The corner mansion at 2700 North Lakeview has changed hands and been emptied of its innards, in advance of being redeveloped. This historic property, which for decades has housed a recovery center for the mentally ill, appears poised to become a residence again. The fire escapes and boarded-over windows that disfigured its facade have vanished, yielding a clearer view of this massive townhouse, which, with its three neighbors to the north, were designed by the firm of Adler and Dangler and built between 1915 and 1917.
The Lakeview Avenue Row Houses, as they are called collectively, sought and acquired landmark status from the city in late May, 2016. The original owners of the four Georgian-style houses (numbered 2700, 2704, 2708, and 2710, respectively) were the Philadelphia-born Emily Borie Ryerson, Abram Poole, Henry Corwith Dangler (who co-designed the townhouses and died the year they were completed), and Ambrose C. Cramer (Dangler’s cousin, who was also an architect). Two more townhouses, intended for muralist Frederic Clay Bartlett and investor George F. Porter, were never built. They would have occupied the ground where the Elks Memorial stands.
After Emily Ryerson, a widow, remarried and moved to New York, her house changed hands twice before being acquired in 1946 to be put to use as a private school. (The fire escapes dated from that time.) By the 1970s, the school had outgrown the property and moved up to 541 Hawthorne Place, selling its old home to the non-profit Thresholds, which owned it until 2016. A group of buyers whom Michael Lerner represented bought the by-then-rundown mansion for $2.8 million dollars; but Lerner, et al., quickly unloaded it in an unimproved state, selling it to investors associated with Foster Design Build in March 2017.
This video by Dennis Rodkin, who covers Chicago real estate, gives some idea of the original grandeur of the David Adler-designed interiors, which the other homes in the bloc have better preserved. Because of number 2700’s institutional ownership, much of its inner integrity has been destroyed. The day I walked by, the demolition crew were still working; when asked what was left of the original interior, they mentioned only a ballroom and a spiral stair.
Harley says
A fun post to read, enjoyable and quite informative! I did click on the video and learned even more. . . . Interestingly enough, when I was young (4th-7th grade), I had a friend who went to the school located in that building. The name was The Harris School; small enrollment and a private one.
Celia says
Hm, I wondered about the history of the Harris School–I found a news clipping from the seventies reporting its plans to expand and move to 541 Hawthorne (currently the Chicago City Day School), but the Day School website doesn’t mention the Harris School on its history page. Maybe the Harris School expanded but then became defunct? There is a long history in America of families banding together to form small in-home schools for their children to attend, arrangements that predate the development of public schools.
Thank you for writing in–
Celia
sasha austin says
You have done a lot of research on this! Your work gives the building life. Usually old buildings sit mutely and mysteriously as people pass by without consideration of their history. My grandmother lived in a David Adler coach house in Lake Bluff. I love his spare, French-feeling architecture.
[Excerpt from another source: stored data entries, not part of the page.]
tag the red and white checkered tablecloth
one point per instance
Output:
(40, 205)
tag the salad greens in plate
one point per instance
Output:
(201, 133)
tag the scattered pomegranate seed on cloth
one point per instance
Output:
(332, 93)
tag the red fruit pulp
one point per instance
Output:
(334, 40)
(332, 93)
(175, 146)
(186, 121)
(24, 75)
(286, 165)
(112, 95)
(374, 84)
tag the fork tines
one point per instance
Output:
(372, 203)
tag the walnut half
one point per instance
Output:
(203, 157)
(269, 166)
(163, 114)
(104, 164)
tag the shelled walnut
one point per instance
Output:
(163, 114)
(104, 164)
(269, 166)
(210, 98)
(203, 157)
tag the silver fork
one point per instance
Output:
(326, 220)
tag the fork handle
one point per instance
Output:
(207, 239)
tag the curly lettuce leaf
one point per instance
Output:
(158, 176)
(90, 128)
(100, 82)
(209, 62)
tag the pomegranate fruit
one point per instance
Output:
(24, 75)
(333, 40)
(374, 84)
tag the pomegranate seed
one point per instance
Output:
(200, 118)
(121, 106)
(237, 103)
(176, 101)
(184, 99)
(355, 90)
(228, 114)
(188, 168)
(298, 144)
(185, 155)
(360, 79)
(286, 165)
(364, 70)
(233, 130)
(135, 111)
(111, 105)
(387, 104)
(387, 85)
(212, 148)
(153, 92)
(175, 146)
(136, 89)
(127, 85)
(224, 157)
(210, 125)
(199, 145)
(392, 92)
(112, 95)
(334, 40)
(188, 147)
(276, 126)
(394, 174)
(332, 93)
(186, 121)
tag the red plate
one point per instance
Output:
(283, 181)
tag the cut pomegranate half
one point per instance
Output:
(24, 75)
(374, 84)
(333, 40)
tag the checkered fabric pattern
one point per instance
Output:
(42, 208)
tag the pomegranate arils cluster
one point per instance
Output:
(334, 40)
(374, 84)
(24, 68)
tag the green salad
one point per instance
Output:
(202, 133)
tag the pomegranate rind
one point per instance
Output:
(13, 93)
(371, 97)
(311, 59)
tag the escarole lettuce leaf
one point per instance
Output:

I hope these new owners have respect and love for the past and will restore whatever they can. Thanks for this piece.
Celia says
Well, the histories of many buildings, perhaps most, would be impossible to recover. Others, however, like these rowhouses, have a very rich provenance. I had no time to write in my post about the first owner of 2700 N Lakeview, Emily Ryerson: she and her late husband were on the Titanic with their three children. They were returning to the US having heard that another of their children had just died in an auto accident. Mr Ryerson saw that his wife and their children (including one boy) got on Lifeboat 4; he went down with the ship while they survived. After many years of dividing her time between Chicago, the East coast, and Europe, she remarried at age 64 and left Chicago for good.
I envy you getting to know one of Adler’s houses well–that’s special.
CHC
Celia says
Click here for more on the Lakeview Row and its first residents.
Kev Varney says
Wasn’t the Harris school purchased by the former Harvard-St. George School as a high school campus that lasted just a few years before it brought those students back to the HSG location on Ellis Avenue near the University of Chicago?
Celia says
Interesting question–I’ll have to look into it. Thank you, Celia
Lony Ruhmann says
I went to to The Harris School in the 60’s & 70’s, if you have any questions.